The FDA granted premarket approval for Medtronic’s deep brain stimulation (DBS) therapy as adjunctive treatment for reducing the frequency of partial-onset seizures in patients age 18 or older who are refractory to three or more antiepileptic drugs. The approval is based on the blinded phase and seven-year follow-up data from the SANTE trial, which included 110 patients. The median total seizure frequency reduction from baseline was 40.4% in implanted patients versus 14.5% for the placebo group at three months and 75% at seven years with ongoing open-label therapy. Twenty subjects (18%) had at least one six-month seizure-free period between implant and year seven, including eight subjects (7%) who were seizure-free for the preceding two years. Seizure severity and quality-of-life scales showed statistically significant improvement from baseline to year seven. No significant cognitive declines or worsening of depression were noted.
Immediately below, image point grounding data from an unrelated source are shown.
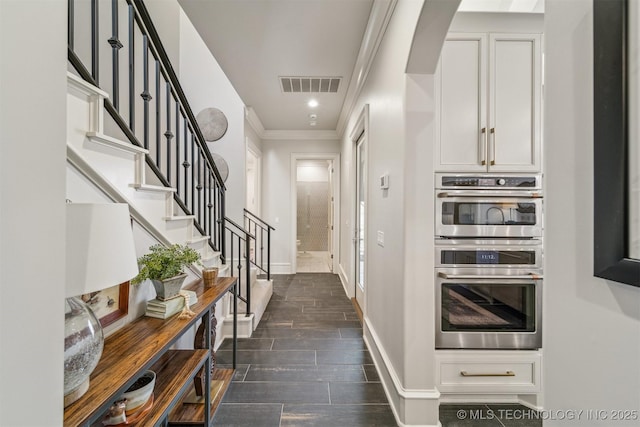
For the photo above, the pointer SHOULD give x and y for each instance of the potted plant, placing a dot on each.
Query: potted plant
(164, 267)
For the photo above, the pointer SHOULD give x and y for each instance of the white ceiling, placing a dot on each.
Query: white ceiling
(257, 41)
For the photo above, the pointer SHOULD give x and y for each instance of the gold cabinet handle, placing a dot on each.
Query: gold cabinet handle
(483, 148)
(493, 138)
(498, 374)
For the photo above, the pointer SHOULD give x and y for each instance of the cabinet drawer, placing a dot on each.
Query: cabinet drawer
(490, 373)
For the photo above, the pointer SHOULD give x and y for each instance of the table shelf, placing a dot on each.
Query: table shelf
(145, 344)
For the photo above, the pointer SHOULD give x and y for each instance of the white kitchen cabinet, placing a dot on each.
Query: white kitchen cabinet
(488, 92)
(488, 371)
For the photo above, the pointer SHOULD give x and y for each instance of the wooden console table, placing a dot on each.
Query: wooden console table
(145, 344)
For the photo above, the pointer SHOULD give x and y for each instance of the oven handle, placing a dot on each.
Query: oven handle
(528, 276)
(520, 194)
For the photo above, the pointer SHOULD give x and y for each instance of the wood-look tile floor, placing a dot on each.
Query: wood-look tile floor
(306, 363)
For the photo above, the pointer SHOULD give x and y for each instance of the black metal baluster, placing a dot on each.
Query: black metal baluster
(168, 134)
(95, 57)
(185, 165)
(145, 95)
(209, 206)
(222, 225)
(71, 23)
(132, 69)
(116, 45)
(177, 145)
(247, 249)
(199, 187)
(232, 269)
(268, 253)
(261, 245)
(158, 114)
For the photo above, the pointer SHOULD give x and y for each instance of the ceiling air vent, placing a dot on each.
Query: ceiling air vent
(310, 84)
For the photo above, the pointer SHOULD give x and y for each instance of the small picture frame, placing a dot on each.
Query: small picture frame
(109, 305)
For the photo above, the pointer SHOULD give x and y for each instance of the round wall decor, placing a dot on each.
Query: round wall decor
(213, 123)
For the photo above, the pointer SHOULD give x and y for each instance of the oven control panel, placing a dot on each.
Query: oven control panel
(488, 181)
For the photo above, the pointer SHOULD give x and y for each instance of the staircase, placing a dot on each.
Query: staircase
(148, 152)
FDA Issues Warning About Lamictal

The FDA recently warned that Lamictal (lamotrigine), frequently used for treating seizures and bipolar disorder, can cause a rare but serious immune system reaction called hemophagocytic lymphohistiocytosis (HLH), which can be life-threatening. HLH typically presents as a persistent fever, usually greater than 101° F, and can lead to severe problems with blood cells and vital organs. Health care professionals should be aware that prompt recognition and early treatment are important for improving HLH outcomes and decreasing mortality. Diagnosis is often complicated because early signs and symptoms, such as rash and fever, are not specific. HLH also may be confused with other serious immune-related adverse reactions such as drug reaction with eosinophilia and systemic symptoms (DRESS). The FDA is requiring a change to the drug’s prescribing information and drug labeling.